Honohan hints 20% mortgage deposit rule may be eased

Central Bank Governor not in favour of Government home loan insurance plan

Central Bank Governor Patrick Honohan. File  Photograph: Dara Mac Donaill/The Irish Times
Central Bank Governor Patrick Honohan. File Photograph: Dara Mac Donaill/The Irish Times

Central Bank Governor Patrick Honohan has hinted that there could be an easing of the rules that will require mortgage applicants to save a 20 per cent deposit.

Last month, the Central Bank announced new mortgage rules requiring homebuyers to put down a 20 per cent deposit on the value of a property and that banks will be restricted to lending three-and-a-half times a borrower’s gross income.

“The Central Bank’s recent consultation paper pointedly raises the question of whether adequately insured mortgages should be allowed to exceed the general 80 per cent rule which has been proposed – this might cover up to 90 per cent, for example,” he said.

The regulations were due to come into effect on January 1st 2015.

READ MORE

“While we point out that too liberal a use of such insurance can have the effect of neutralising the effectiveness of a ceiling on loan-to-value ratios as a mechanism for preventing house price bubbles, and while it typically provides no protection to the borrower, this would be less a concern if limited, for example, to relatively small loans and/or first time buyers,” he said.

Mr Honohan was speaking at the annual National Management Forum, held by the Money Advice and Budgetary Service, in Portlaoise.

He also indicated he was not in favour of the Government mortgage insurance plan which will involve the State taking responsibility for 10–15 per cent of a loan’s value, the deposit covering approximately 5 per cent, and the bank being liable for the remainder.

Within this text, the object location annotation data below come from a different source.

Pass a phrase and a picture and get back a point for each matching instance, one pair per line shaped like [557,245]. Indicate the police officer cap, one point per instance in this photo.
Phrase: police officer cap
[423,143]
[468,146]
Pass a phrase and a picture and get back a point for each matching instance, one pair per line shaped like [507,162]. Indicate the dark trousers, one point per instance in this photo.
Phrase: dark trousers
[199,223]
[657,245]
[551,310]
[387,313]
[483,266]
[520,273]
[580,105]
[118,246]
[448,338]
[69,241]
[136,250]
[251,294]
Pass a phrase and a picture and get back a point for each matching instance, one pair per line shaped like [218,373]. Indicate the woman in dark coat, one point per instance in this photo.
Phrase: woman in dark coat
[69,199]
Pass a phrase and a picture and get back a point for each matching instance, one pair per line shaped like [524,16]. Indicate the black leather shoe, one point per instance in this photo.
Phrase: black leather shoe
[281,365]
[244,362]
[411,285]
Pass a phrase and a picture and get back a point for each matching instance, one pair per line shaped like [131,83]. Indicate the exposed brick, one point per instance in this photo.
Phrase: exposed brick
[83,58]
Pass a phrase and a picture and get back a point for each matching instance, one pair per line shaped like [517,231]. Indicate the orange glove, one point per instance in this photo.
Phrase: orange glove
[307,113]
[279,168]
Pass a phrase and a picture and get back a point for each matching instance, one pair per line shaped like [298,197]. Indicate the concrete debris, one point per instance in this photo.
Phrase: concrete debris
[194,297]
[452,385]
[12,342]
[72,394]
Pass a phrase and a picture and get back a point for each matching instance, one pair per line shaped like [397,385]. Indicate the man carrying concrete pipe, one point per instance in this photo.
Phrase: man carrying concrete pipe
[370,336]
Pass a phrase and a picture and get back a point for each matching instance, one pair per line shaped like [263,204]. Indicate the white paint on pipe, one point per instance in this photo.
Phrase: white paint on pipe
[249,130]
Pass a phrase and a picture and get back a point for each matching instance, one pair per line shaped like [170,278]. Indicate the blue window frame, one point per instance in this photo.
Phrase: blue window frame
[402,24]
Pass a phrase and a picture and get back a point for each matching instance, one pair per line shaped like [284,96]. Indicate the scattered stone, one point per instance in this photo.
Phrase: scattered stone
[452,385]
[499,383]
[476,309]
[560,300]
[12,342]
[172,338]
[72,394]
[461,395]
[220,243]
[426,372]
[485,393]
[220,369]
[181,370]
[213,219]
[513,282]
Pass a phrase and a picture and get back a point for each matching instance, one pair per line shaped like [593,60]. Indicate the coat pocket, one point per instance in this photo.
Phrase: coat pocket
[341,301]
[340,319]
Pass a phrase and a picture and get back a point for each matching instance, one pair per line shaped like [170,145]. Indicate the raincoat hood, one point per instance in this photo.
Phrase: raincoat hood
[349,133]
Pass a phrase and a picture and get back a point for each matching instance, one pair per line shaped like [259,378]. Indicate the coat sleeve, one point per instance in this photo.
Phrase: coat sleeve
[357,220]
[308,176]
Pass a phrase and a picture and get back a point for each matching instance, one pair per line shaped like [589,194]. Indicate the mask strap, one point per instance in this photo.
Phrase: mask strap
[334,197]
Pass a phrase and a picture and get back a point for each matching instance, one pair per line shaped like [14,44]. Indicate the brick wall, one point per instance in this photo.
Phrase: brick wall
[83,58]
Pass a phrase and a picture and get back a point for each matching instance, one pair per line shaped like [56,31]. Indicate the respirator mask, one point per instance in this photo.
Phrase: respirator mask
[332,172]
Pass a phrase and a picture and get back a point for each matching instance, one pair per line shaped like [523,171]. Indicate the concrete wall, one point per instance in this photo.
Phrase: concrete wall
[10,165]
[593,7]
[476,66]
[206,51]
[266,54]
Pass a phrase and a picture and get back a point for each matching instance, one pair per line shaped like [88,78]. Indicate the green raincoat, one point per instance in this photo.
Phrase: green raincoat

“Of course, mortgage insurance would achieve relatively little if it merely shuffled systemic risk around within the domestic economy: external insurance from solid insurers would be needed,” he said.

Mr Honohan also said that limiting high loan-to-income mortgages will ensure consumer protection in the future and reduce the re-emergence of over indebtedness.

“We do envisage continuing to allow high LTIs - just not too many of them,” he said.

He said the Central Bank would do all in its power to protect the new generation of households and the nation at large, from the risk of repetition of what happened before.

Mr Honohan said while the implementation of personal insolvency framework had some “teething problems” it has helped to address “the imbalance of power that is often inherent in the creditor-debtor relationship.”

Mr Honohan referred to the “stigmatisation” of debtors and said “judgmental language or attaching blame is usually not the most constructive way of dealing with the acute practical problems” associated with debt.

He added that some of the writing on financial literacy “smacks of blaming the victim”.

“Many of the most acute household financial problems come from misfortune and lapses of judgement. Probably some of this could have been avoided if individuals,lenders as well as borrowers, had been informed to make good financial decisions under conditions of uncertainty,” he said.